Beşiktaş kağıt üzerinde Cenk’in arkasında üçlü (Gökhan, Olcay, Quaresma) hücumcu orta saha ile başladı. Bu sahada pratiğe 4-4-2 olarak yansıdı. Hatta Trabzonspor’un birbirine yakın, yardımlaşmalı, temposuz, alanını koruyan futbolunu ısarla sürdürmesi sonucunda 4-2-4’e büründü.
İki devrenin başında topa hakim ve atak yapma isteği yüksek başladı Beşiktaş. Fakat hücumda fazla kısa pas oynadılar.
Oyunu genişletmediler ve derinlik yaratmadılar. Haül böyle olunca Trabzonspor’un sorunlu defans bölgesini tehdiktar hücumcu oyuncuları ile birebir bırakamadılar.
Tiki takayı o kadar abarttılar ki, yapılan topuk paslarıyla tribünlerini mutlu etseler de Trabzon’un disiplinli ve asla topa sahip olmak istemeyen oyununda eridiklerinin farkına varamadılar.
Şenol Güneş ilk yarım saatte Quaresma-Olcay-Gökhan üçlüsünün yerini sürekli değiştirerek oynattı. Bunun somut bir getirisi olmadığı halde tüm permütasyonları denedi. Sorun oyuncuların oynadıkları bölgeden çok oyuna genişlik kazandıramamaktaydı.

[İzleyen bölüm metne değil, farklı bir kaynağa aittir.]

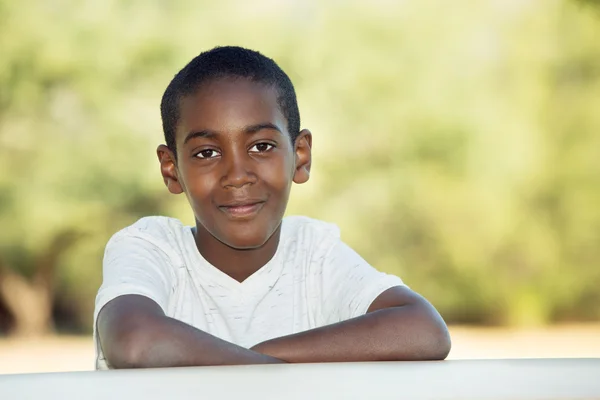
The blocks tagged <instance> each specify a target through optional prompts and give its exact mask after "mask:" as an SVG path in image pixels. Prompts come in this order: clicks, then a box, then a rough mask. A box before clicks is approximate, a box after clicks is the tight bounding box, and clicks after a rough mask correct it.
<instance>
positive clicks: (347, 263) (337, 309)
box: [321, 240, 404, 324]
mask: <svg viewBox="0 0 600 400" xmlns="http://www.w3.org/2000/svg"><path fill="white" fill-rule="evenodd" d="M322 268H323V270H322V296H323V305H322V307H321V309H322V313H323V318H324V320H325V323H326V324H332V323H336V322H340V321H344V320H347V319H350V318H354V317H358V316H360V315H364V314H365V313H366V312H367V310H368V308H369V306H370V305H371V303H372V302H373V301H374V300H375V299H376V298H377V297H378V296H379V295H380V294H381V293H383V292H384V291H386V290H387V289H389V288H391V287H394V286H404V283H403V282H402V280H401V279H400V278H399V277H397V276H395V275H390V274H386V273H383V272H380V271H378V270H377V269H375V268H373V267H372V266H371V265H369V263H367V262H366V261H365V260H364V259H363V258H362V257H361V256H360V255H359V254H357V253H356V252H355V251H354V250H353V249H352V248H350V247H349V246H348V245H346V244H345V243H344V242H342V241H341V240H337V241H336V242H335V243H334V244H333V246H332V247H331V248H330V251H329V252H328V254H327V256H325V258H324V259H323V266H322Z"/></svg>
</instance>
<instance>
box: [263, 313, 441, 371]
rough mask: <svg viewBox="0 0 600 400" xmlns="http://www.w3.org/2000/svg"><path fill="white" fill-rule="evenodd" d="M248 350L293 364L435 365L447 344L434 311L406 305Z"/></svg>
mask: <svg viewBox="0 0 600 400" xmlns="http://www.w3.org/2000/svg"><path fill="white" fill-rule="evenodd" d="M253 349H254V350H256V351H258V352H261V353H264V354H269V355H272V356H274V357H277V358H280V359H283V360H286V361H288V362H296V363H301V362H349V361H395V360H398V361H399V360H439V359H444V358H445V357H446V356H447V354H448V352H449V350H450V338H449V335H448V332H447V329H446V325H445V323H444V322H443V320H442V319H441V317H440V316H439V314H437V312H436V311H435V310H432V311H428V312H424V310H423V309H422V308H419V307H413V306H410V305H407V306H402V307H392V308H388V309H383V310H378V311H375V312H372V313H368V314H366V315H363V316H360V317H357V318H353V319H350V320H347V321H343V322H339V323H336V324H333V325H328V326H323V327H320V328H316V329H312V330H309V331H305V332H301V333H297V334H294V335H289V336H284V337H280V338H277V339H273V340H269V341H266V342H263V343H260V344H258V345H256V346H255V347H254V348H253Z"/></svg>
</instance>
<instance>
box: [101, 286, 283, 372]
mask: <svg viewBox="0 0 600 400" xmlns="http://www.w3.org/2000/svg"><path fill="white" fill-rule="evenodd" d="M97 329H98V336H99V340H100V345H101V346H102V350H103V352H104V356H105V357H106V359H107V361H108V364H109V365H110V366H111V367H112V368H158V367H184V366H202V365H233V364H275V363H282V362H284V361H282V360H280V359H277V358H275V357H272V356H268V355H265V354H261V353H258V352H256V351H252V350H248V349H246V348H243V347H240V346H237V345H235V344H233V343H229V342H227V341H225V340H222V339H219V338H217V337H215V336H213V335H210V334H208V333H206V332H203V331H200V330H198V329H196V328H194V327H192V326H190V325H188V324H185V323H183V322H181V321H178V320H175V319H173V318H169V317H167V316H165V314H164V312H163V311H162V309H161V308H160V306H159V305H158V304H156V303H155V302H154V301H152V300H150V299H149V298H147V297H143V296H138V295H125V296H120V297H117V298H115V299H114V300H111V301H110V302H108V303H107V304H106V305H105V306H104V307H103V308H102V310H101V311H100V313H99V315H98V321H97Z"/></svg>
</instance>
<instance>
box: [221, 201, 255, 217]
mask: <svg viewBox="0 0 600 400" xmlns="http://www.w3.org/2000/svg"><path fill="white" fill-rule="evenodd" d="M264 204H265V201H264V200H241V201H235V202H231V203H227V204H224V205H221V206H219V209H220V210H221V211H223V212H224V213H225V214H227V215H228V216H229V217H231V218H251V217H253V216H255V215H256V214H258V212H259V211H260V210H261V209H262V207H263V205H264Z"/></svg>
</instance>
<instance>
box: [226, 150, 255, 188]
mask: <svg viewBox="0 0 600 400" xmlns="http://www.w3.org/2000/svg"><path fill="white" fill-rule="evenodd" d="M223 158H224V160H223V161H224V162H223V165H224V166H225V169H224V171H223V176H222V178H221V184H222V185H223V187H224V188H228V187H233V188H241V187H243V186H245V185H248V184H253V183H256V181H257V176H256V174H255V173H254V171H253V170H252V160H251V159H250V157H249V156H248V154H244V153H241V154H240V153H238V154H235V153H230V154H229V155H228V156H225V157H223Z"/></svg>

Şota Arvaladze haftaiçi LigTV röportajında “Biz oyunumuzu rakibe Kabul ettireceğiz” demişti. Bu baskın bir oyun tarifi olarak algılandı. Kendi takımlarının oyuncu özelliklerine ve rakibin hücum organizasyonuna bakarak en doğru oyunu oynadılar. Kale sahalarından yirmi metre ileride, birbirine 25-30 mesafe metrede yakın oynayan ve açıklarını kapatan anlayışta sahaya dizildiler. Kolay çözülebilirlerdi. Ancak Beşiktaşlı futbolcular onların bu anlayışını kolay Kabul ettiler. Maçın otuzbeşinci dakikası geldiğinde bunu Kabul etmiş bir Beşiktaş vardı sahada ve ikinci yarının ilk beş dakikası hariç hiçbir zaman bu oyunu bozacak anlayışı sergileyemediler.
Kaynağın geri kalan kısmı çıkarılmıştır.